Does Daylight Saving Time improves safety? Does additional daylight reduce traffic accidents?
You might think so, since driving in the daylight seems safer than driving at night. But the science says otherwise. The day after we “spring forward” and “fall back” both see an increase in fatal traffic accidents, which has been verified to be significant at about the 8% level. There is no corresponding decrease to balance it out.
Additionally several studies have shown that workplace accidents and heart attacks are both more common in the week after the time change, too. Daylight Saving Time actually causes more deaths, rather than reducing them.

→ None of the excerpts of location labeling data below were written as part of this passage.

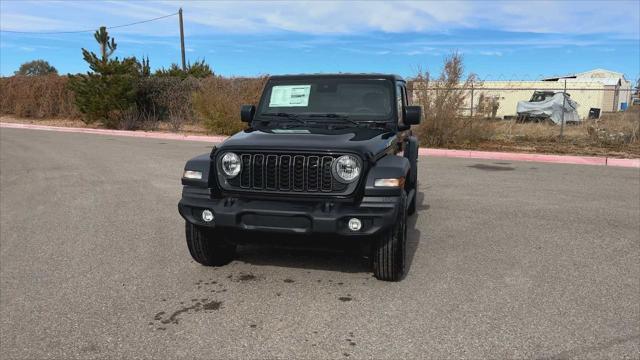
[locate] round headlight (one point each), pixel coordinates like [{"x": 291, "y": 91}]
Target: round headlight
[
  {"x": 230, "y": 164},
  {"x": 346, "y": 168}
]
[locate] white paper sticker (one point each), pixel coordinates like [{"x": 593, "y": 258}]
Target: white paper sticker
[
  {"x": 289, "y": 95},
  {"x": 290, "y": 131}
]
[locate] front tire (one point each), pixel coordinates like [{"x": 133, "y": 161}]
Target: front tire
[
  {"x": 208, "y": 246},
  {"x": 390, "y": 248}
]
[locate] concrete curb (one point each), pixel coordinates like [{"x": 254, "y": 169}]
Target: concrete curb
[{"x": 466, "y": 154}]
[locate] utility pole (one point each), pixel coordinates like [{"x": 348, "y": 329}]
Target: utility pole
[
  {"x": 184, "y": 65},
  {"x": 564, "y": 100}
]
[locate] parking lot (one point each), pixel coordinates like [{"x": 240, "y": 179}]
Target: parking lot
[{"x": 507, "y": 260}]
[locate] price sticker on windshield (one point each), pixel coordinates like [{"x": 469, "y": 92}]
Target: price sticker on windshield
[{"x": 290, "y": 95}]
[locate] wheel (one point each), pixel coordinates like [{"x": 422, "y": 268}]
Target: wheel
[
  {"x": 390, "y": 250},
  {"x": 208, "y": 246}
]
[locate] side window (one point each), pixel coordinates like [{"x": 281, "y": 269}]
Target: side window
[{"x": 400, "y": 101}]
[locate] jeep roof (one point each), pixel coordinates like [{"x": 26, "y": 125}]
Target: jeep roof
[{"x": 392, "y": 77}]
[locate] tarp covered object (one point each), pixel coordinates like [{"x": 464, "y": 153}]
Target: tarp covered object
[{"x": 552, "y": 107}]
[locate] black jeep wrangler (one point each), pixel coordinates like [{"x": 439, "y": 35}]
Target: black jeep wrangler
[{"x": 322, "y": 154}]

These issues really come down to an increase in fatigue and a change of our biological clocks as the actual time is adjusted from what we have become accustomed to. Fatigue has always been a contributing factor to injuries throughout the year. The change in clocks can accelerate that for a brief period of time for each of us as until we get used to the change.
Here are some tips to help you deal better with the change:
- Move your clock forward early, say 8 or 9 p.m. then go to bed at your normal time. You’re giving up an hour during the day but will stay on schedule sleep wise.
- Skip the snooze button. Keeping a good routine when going to bed and waking is key to an easier transition. One day a year of change isn’t enough to mess up your schedule as long as it isn’t routine.
- Get plenty of sunlight once you are awake. Daylight is a cue to your internal clock to stop producing melatonin, the hormone that makes you feel sleepy.
- If you’re sensitive to the time change, don’t over-schedule yourself the first few days. Doing too much can make those feelings of fatigue even worse.
- Be extra careful on the road. The darker part of the day now falls in the morning hours and people may be tired. It’s a good time to play it extra safe on the roads.